そんなことはお構いなしに、冷めた声で威嚇する。
「で、話って何?」
あぁ、だめだ。拒否反応が出てる。何でこんなタイミングで出るかな。
「中川って、卒業したらどうするんだ?」
「急に何?私の進路を知ってどうしようとしたいの?」
「別に大したことはないけど、進学してアイドル続けるんかなぁって思って」
「進学ねぇ。大学行ってアイドル続けるのも悪くないけど、今の事務所に事務員として内定もらってるから、そこで事務員しながらミアシスって感じ」
そうか。それだけ言って福島くんは黙り込んだ。
「何?それだけ?それだけのために私を呼び止めたの?」
「い、いや、そんなわけじゃねぇ。
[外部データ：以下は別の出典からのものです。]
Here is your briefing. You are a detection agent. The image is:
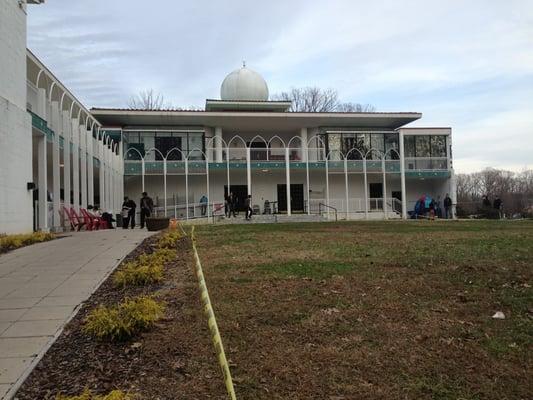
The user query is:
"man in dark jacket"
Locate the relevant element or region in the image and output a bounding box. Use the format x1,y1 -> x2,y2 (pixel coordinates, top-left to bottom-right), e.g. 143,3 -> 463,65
141,192 -> 154,229
122,197 -> 137,229
244,195 -> 253,220
444,193 -> 452,219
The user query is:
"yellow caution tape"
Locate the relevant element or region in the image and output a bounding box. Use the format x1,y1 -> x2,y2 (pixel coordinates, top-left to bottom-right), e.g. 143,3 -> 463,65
191,226 -> 237,400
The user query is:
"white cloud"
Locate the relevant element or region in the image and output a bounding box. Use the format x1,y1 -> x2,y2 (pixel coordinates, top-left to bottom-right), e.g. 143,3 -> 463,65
29,0 -> 533,171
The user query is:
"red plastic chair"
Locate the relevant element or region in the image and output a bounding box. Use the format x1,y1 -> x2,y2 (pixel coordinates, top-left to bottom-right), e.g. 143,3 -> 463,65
63,206 -> 85,231
80,208 -> 98,231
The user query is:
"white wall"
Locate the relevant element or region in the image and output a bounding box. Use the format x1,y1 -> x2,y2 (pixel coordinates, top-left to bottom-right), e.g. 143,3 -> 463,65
0,0 -> 33,233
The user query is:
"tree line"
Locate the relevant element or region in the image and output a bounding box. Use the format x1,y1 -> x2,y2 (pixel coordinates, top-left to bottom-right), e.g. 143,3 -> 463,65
457,168 -> 533,217
128,86 -> 376,112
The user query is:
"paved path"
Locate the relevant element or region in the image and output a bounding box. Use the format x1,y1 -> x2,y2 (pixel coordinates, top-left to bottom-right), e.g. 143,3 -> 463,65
0,229 -> 154,399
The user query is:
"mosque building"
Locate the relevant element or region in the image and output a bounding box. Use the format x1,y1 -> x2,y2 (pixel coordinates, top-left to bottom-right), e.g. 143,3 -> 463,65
0,1 -> 455,233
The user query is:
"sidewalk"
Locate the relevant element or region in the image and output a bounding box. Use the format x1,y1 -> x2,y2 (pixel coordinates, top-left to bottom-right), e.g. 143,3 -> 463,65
0,229 -> 151,399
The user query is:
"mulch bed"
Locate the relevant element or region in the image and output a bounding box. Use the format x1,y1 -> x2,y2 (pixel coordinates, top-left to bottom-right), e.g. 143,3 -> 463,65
16,236 -> 226,400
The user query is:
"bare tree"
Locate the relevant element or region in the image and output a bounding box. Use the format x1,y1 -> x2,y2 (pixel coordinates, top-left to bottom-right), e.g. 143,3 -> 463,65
335,103 -> 376,112
457,168 -> 533,219
128,89 -> 172,110
272,86 -> 375,112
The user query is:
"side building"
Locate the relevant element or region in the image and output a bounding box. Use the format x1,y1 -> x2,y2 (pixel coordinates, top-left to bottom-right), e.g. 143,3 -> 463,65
0,0 -> 123,234
91,67 -> 455,219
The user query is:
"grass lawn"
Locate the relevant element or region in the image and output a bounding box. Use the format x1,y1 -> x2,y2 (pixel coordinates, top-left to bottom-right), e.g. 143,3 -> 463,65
197,221 -> 533,399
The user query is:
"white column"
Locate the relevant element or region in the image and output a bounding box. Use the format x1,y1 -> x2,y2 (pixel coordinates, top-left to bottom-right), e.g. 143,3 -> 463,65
344,157 -> 350,221
87,130 -> 94,206
205,160 -> 213,222
36,88 -> 48,121
246,147 -> 252,196
72,118 -> 80,211
163,158 -> 167,217
62,111 -> 72,211
285,147 -> 292,215
305,147 -> 311,215
185,159 -> 189,219
37,135 -> 48,231
79,125 -> 87,208
50,101 -> 61,231
399,129 -> 407,219
300,128 -> 307,161
214,127 -> 222,162
363,157 -> 368,219
98,137 -> 105,211
381,154 -> 389,219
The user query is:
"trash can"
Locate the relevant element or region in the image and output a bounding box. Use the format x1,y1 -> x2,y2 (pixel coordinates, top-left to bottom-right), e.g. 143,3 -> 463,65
115,214 -> 122,228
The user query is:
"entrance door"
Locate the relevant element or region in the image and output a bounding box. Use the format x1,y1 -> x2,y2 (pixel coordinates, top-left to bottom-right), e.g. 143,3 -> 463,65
224,185 -> 248,211
369,183 -> 383,210
278,183 -> 304,212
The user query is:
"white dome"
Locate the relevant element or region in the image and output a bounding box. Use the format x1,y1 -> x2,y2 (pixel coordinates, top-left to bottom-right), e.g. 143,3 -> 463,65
220,66 -> 268,101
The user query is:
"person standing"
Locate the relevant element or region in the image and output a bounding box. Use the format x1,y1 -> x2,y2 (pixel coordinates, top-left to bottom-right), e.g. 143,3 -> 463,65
141,192 -> 154,229
200,194 -> 207,217
244,194 -> 253,220
494,196 -> 503,219
229,192 -> 237,218
122,196 -> 137,229
444,193 -> 452,219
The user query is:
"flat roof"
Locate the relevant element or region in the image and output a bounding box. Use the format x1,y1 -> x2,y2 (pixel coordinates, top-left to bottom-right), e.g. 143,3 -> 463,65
91,108 -> 422,133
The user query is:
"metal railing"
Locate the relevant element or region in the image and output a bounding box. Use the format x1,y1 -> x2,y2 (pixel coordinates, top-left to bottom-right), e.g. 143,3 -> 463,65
318,203 -> 339,221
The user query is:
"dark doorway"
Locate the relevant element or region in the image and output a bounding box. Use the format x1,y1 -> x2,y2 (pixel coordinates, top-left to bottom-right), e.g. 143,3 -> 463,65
391,191 -> 402,214
155,136 -> 181,161
278,183 -> 304,212
369,183 -> 383,210
224,185 -> 248,211
247,142 -> 267,161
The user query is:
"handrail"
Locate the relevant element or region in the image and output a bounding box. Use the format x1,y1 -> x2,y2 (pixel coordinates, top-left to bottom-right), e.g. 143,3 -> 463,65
318,203 -> 338,221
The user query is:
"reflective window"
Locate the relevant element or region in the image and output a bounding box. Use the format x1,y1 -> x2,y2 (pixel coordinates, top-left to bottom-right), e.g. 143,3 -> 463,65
415,135 -> 431,157
431,135 -> 446,157
403,136 -> 416,157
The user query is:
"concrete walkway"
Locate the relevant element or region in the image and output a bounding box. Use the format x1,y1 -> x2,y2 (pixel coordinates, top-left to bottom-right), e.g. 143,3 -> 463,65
0,229 -> 154,399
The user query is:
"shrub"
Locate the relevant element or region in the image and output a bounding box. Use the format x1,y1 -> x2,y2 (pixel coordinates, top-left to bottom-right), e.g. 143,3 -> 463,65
159,231 -> 183,249
114,249 -> 176,286
0,232 -> 55,253
114,263 -> 163,286
83,296 -> 165,340
56,389 -> 133,400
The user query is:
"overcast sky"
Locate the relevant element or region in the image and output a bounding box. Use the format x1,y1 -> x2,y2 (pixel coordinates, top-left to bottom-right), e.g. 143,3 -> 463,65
28,0 -> 533,172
俺、お前のことが好きなんや!」
やっぱりね。そんな気はしてた。ただ、あれから私の気持ちは揺るがない。
「ごめん。私、そういうのに興味ないから。今はミアシスのことで精いっぱい。恋愛よりもミアシスのほうが愛してるから。悪いけど諦めてくれる?」
ここで引いてくれるかなと思ったけど、階段に響くような声で、降りようとしている私に向かって福島くんが叫んだ。
「何があかんねん?なぁ!」
せっかくだし、もっとダメージを与えてやろうかな。
「よくこんな響くところでそんな大きな声を出せるよね。恥ずかしくないの?」
「恥ずかしいとかあったら、告白なんかしてへん!」
「そうね。それだけ勇気持って行ってくれたことは褒めてあげるけど、そんないきなり言われても困る。話しかけられた記憶もないし、名前を思い出すのに精いっぱいな相手と一緒になろうとは思わない。もっと話しかけてくれてたなら私も答えが変わったかもしれない。ただそれだけ。もっと言うと、あなたに興味が無い。それで十分?」
完全に強気に言い返す私。言い返すだけ言い返して、そのまま階段を下っていく。
ただ、この後の彼の行動によっては、どうしようか考えてもよかったけど、全く追いかけてくる素振りが無い。「興味が無い」と言われて完全に砕け散ったんだと思う。
小さな男。そう呟いて、階段の最後の一段を下りた。